In summary it took some trying, but my laptop now has accelerated
graphics working. Obviously there is much to improve regarding nvidia support.

I hope this helps.

miketirakis
May 2nd, 2010, 07:10 PM
I am exactly at the state you describe, nothing working, not even Control-Alt-Backspace or the virtual consoles. But since i am not upgrading i don't have any drivers to remove. So basically my best option is to boot with my older vga, nvidia 7300gs, and not use the hardware drivers utility because it will install nvidia drivers but i need my main card to work wich is an Ati 5870, but instead do a manual install of the drivers from ati site.

Hope this will work, although i would prefer to use the built in utility to install, because i had some problems before with installers for linux, they seem to be very poor and run in all sorts of problems.

Covarrubias
May 2nd, 2010, 07:48 PM
Exactly the same here I have an ATI 5770 and my monitor its 1920x1080 and starting with LiveCD x64 and after orange dots I have a black screen and canīt do anithing. I think itīs a display driver or monitor detection problem but I donīt know what to do. I know other people with Nvidia have similar problems but mine itīs an ATI.

Some help would be apreciated.

Spliff85555
May 7th, 2010, 03:55 PM
Same thing here, but with NVIDIA 9600M.

To eliminate a graphics driver isuee I uninstalled every graphics driver and get

a black screen running
kernel 2.6.32-22-generic
kernel 2.6.32-22-generic recovery mode
kernel 2.6.32-21-generic
kernel 2.6.32-21-generic recovery mode

a default resolution running
kernel 2.6.31-20-generic
kernel 2.6.31-20-generic recovery mode

Unfortuantely I can't install the nvidia driver for the old kernel due to missing source headers.

What is broken in the newer kernels?
How do I get it working again?

- Spliff

miketirakis
May 7th, 2010, 07:41 PM
So basically both ATI and Nvidia card have the same issue? Whats wrong? I always admired ubuntu ability to identify almost every piece of hardware on my PC, and previous versions worked with my Nvidia 8800 GTX, and and older Ati card.

What changed now? :(

frantid
May 7th, 2010, 07:57 PM
there's a known issues thread. you guys may want to look through the whole thread.
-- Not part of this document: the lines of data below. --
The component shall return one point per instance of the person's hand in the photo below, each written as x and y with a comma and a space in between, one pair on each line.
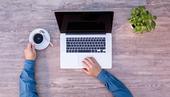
92, 67
30, 52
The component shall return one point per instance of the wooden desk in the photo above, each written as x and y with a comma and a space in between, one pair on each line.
142, 62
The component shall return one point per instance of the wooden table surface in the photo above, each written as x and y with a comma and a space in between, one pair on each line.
141, 61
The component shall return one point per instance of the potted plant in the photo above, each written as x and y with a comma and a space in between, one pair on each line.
142, 20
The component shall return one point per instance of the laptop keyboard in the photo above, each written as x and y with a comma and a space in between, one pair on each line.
85, 44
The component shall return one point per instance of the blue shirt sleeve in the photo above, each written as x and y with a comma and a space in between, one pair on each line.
27, 80
117, 88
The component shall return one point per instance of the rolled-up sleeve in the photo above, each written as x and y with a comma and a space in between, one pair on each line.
27, 80
116, 87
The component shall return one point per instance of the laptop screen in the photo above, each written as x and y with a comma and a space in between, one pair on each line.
84, 22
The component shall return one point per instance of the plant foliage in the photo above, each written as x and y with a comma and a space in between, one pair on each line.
142, 20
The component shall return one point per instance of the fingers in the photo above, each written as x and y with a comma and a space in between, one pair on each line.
85, 70
29, 45
33, 48
87, 62
89, 59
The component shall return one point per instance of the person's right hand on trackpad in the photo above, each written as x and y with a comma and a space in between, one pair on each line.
92, 67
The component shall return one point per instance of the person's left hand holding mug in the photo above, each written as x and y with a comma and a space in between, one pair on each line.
30, 52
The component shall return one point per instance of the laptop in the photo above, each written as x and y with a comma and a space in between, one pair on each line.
85, 34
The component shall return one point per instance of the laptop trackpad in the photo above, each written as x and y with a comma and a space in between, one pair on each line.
82, 57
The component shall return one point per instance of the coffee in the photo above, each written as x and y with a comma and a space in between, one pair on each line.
38, 38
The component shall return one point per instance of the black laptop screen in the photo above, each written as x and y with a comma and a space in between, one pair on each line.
84, 22
86, 26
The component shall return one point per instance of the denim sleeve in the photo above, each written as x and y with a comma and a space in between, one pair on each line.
116, 87
27, 80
But this post is about ati:

http://ubuntuforums.org/showpost.php?p=9228124&postcount=14

miketirakis
May 7th, 2010, 08:09 PM
there's a known issues thread. you guys may want to look through the whole thread. But this post is about ati:

http://ubuntuforums.org/showpost.php?p=9228124&postcount=14

The single post you linked, is a workaround to slow minimize and maximizing windows. That means that you can see the windows, and your desktop, but they are slow. I created a new thread for a complete different reason. I can't see the desktop at all! Not during install, not even after the selecting the grub entry and waiting to boot to desktop. I read the rest posts of the thread but not helpful on my issue.

frantid
May 7th, 2010, 08:57 PM
ok, thought I had read something about it.

Did you try switching dvi ports? I know in the beta there were problems with hdmi.

frantid
May 7th, 2010, 09:20 PM
here's the thread I was originally thinking of...

http://ubuntuforums.org/showpost.php?p=9200710&postcount=17

the thread has more comments,

good luck.

miketirakis
May 7th, 2010, 09:26 PM
ok, thought I had read something about it.

Did you try switching dvi ports? I know in the beta there were problems with hdmi.

I am already using DVI connection to my monitor, and tried on the second dvi to use a second monitor, no luck. Didn't try hdmi at all, don't have hdmi cable.